Soren wrote on Dec 9
th, 2013 at 8:59pm:
|dev|null wrote on Dec 9
th, 2013 at 3:04pm:
And those values made modern Australia. Not the Aboriginal values that prevailed here for tens of thousands of years.
Did they? If they did, then they did so by mixing, by creating a mongrel from their interaction. White Australians have adopted many Indigenous cultural aspects. You just have to listen to the way white Australian farmers talk about "country" and their connection to it. Then we have the belief in "walkabout" and how it affects society.
Quote:SO obviously there are drastically different values - one set can create a modern society from scratch, the other cannot tell the difference between 1000 and 10,000 years ago.
But they are not distinct, Australian society is a reflection of the cosmopolitan nature of it's society which has allowed intermixing and interaction through all those cultural values as they have arrived through migration.

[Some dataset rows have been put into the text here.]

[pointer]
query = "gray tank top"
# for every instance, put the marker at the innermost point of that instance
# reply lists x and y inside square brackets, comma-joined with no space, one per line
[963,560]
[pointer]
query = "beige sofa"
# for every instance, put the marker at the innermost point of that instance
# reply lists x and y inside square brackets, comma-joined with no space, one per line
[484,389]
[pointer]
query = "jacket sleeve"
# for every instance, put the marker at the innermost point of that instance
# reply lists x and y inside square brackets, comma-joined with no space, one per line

Quote:Similarly, Thais, for example, have never been colonised and they have created a society quite different from Australia.

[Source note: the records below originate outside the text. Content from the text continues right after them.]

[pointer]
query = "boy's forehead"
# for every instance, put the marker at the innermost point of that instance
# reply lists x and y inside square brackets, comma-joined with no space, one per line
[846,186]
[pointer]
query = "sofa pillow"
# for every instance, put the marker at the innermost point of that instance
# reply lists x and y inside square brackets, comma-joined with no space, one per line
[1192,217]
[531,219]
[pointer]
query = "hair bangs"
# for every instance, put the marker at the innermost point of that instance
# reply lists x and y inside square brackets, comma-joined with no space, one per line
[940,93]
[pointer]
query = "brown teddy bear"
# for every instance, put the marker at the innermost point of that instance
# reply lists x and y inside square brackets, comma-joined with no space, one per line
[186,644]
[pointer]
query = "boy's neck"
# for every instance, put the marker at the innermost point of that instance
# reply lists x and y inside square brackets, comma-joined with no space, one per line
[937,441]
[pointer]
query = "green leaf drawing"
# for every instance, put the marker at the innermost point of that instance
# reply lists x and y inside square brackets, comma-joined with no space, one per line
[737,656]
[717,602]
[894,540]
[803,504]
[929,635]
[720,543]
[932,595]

but we have Thais who have migrated to Australia so they have had some input into Australian cultural values. There aren't many Australians who have migrated to Thailand so the Australian input there has been negligible.
Quote:If you look at societies derived from Western European on the one hand, and those derived from Arab Muslim culture on the other, you can see that even neighbouring cultures give rise to starkly different societies.
Yes but where those societies have intermixed, you have a hybrid culture created. Anglo-Indian and Anglo-Bangladeshi and Anglo-Pakistani are three examples in point.
Quote:It is so obvious. There would be no tourism industry if all cultures were roughly the same.
That is not what is being claimed. In their native context they are different but when intermixed and intermingled in a cosmopolitan hybridised society like Australia, that hybridisation must be drawn from somewhere and it's obviously not, as you note, very much from the Indigenous Australian one, now is it?